Ubuntu Theater's 'The Grapes of Wrath' is Sure-Footed, Despite Missteps
Artistic vision is a tricky thing. It has almost nothing to do with money, or skill, or talent, or anything that you can properly quantify. Like pornography -- to borrow Judge John M. Woolsey’s famous defense of James Joyce’s Ulysses -- you know it when you see it. And where artistic vision might be difficult to get a hold of or define, it’s impossible not to see its transformative effects on everything it touches.
This puts us in a quandary in looking at Ubuntu Theater Project’s production of Frank Galati’s stage adaption of John Steinbeck’s The Grapes of Wrath. It is at moments an amazing production, and yet it falters and sputters too many times to be fully successful. It has a vision of the theater and the world that’s admirable and sharp. You feel it build in momentum during the long and involving first act, and lose focus and purpose during the more conventionally dramatic second.

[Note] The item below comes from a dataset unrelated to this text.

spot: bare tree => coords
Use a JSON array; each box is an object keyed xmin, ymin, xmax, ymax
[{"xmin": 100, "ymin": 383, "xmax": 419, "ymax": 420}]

Ubuntu specializes in site-specific performance, and even though the company's production of The Grapes of Wrath isn’t staged on a road or in a farm encampment, there is something about Oakland City Church’s cavernous basement/gymnasium that rings true to the material.
At first the set seems no more than random bits of wood and industrial trashcans that you might find scattered around any busy and overtaxed church. Then some actors wander out and gather around a metal can that emits a warm glow of orange light. You know the scene -- it’s stood for poverty and desolation in countless plays and movies. And yet here in this church, at this time of great economic disparity and disruption, the normally hackneyed visual image becomes compelling.
Off to the side you hear voices singing a hymn. And from a pair of visibly obvious speakers mounted on either end of the stage, there are sound effects -- wind, rain, and a sense of vast emptiness (if the last can be captured in sound). The soundscape lends the production an immediate realism that, when you think about it, isn’t realistic at all. The sounds serve to isolate and focus our attention in subtle, simple, and sophisticated ways.
The large, 25-strong ensemble keeps things focused. There’s no overacting, only well-defined actions -- wandering, gathering around a fire, singing. This is especially true during the first act, when the supporting and bit players are exemplary in their ability to carry out a vision of a world lost to a vicious and state-sanctioned poverty.
When we finally get to Steinbeck’s story of the Joad family’s journey from dust bowl Oklahoma to the seeming promised land of California, we’re in some ways ready for the terrors that await them. The initial meeting between the newly paroled Tom Joad (William Hartfield) and the fallen minister Jim Casey (William Thomas Hodgson) is notable for its absence of staginess. Hartfield and Hodgson -- both excellent -- give their lines in an almost perfunctory manner. And because of that we pay attention to the moment, even in its seeming insignificance.
Unlike most large cast productions, you don’t just focus on the leads, but all the roles -- even the smallest. There’s an astounding exchange between a gas station owner (Timothy Redmond) and his attendant (Rolanda Bell) that is essentially a debate over whether the Joads are human or not. Without straining at all, Redmond and Bell engage in a chilling off-handed conversation that captures how easy it is to miss the humanity of the poor -- “them goddamn Okies got no sense and no feeling. They ain’t human.”
The first act is filled with such moments -- a chorus of used car salesmen; a corrupt campground proprietor; a man returning from California to Oklahoma with too much knowledge to seem sane; agricultural inspectors so disarmed by how sick the Joads are that they forget to do their jobs. These aren’t afterthoughts or filler, but rather the heart of the drama. And director Michael Socrates Moran and the Ubuntu team make it all work by closely matching actor to role, prop to function, and their vision to their resources.
After the intermission, though, the production starts to strain and the high level of theatrical invention falls to the wayside. It’s partly that Galati’s adaptation becomes more conventionally dramatic and starts to require more standard notions of skill and talent. Ubuntu is so good at using what’s at hand that it’s disappointing when they start to try to approximate and account for a style ill-suited to their strengths.
When the Joads get to California and find themselves in something close to a refugee settlement, you can feel the production faltering in its desire to fully represent that world. At this point, the production becomes more presentational and static. In the previous act Ubuntu casts a spell with little means. In the second act, the production starts to feel like an approximation -- those fences aren’t real, that rain is merely a set of chains, that fight is incompletely staged. The acting -- so assured in the first act -- starts to reach for effect.
So what we have is a vision of the theater and the world that although incomplete is bracingly present. You can feel it touch every part of the material and it’s exciting. The fact that it’s not fully carried through is a criticism, but one couched in real admiration for what Ubuntu has accomplished and attempted. The company's failures feel more alive than many other theatrical "successes."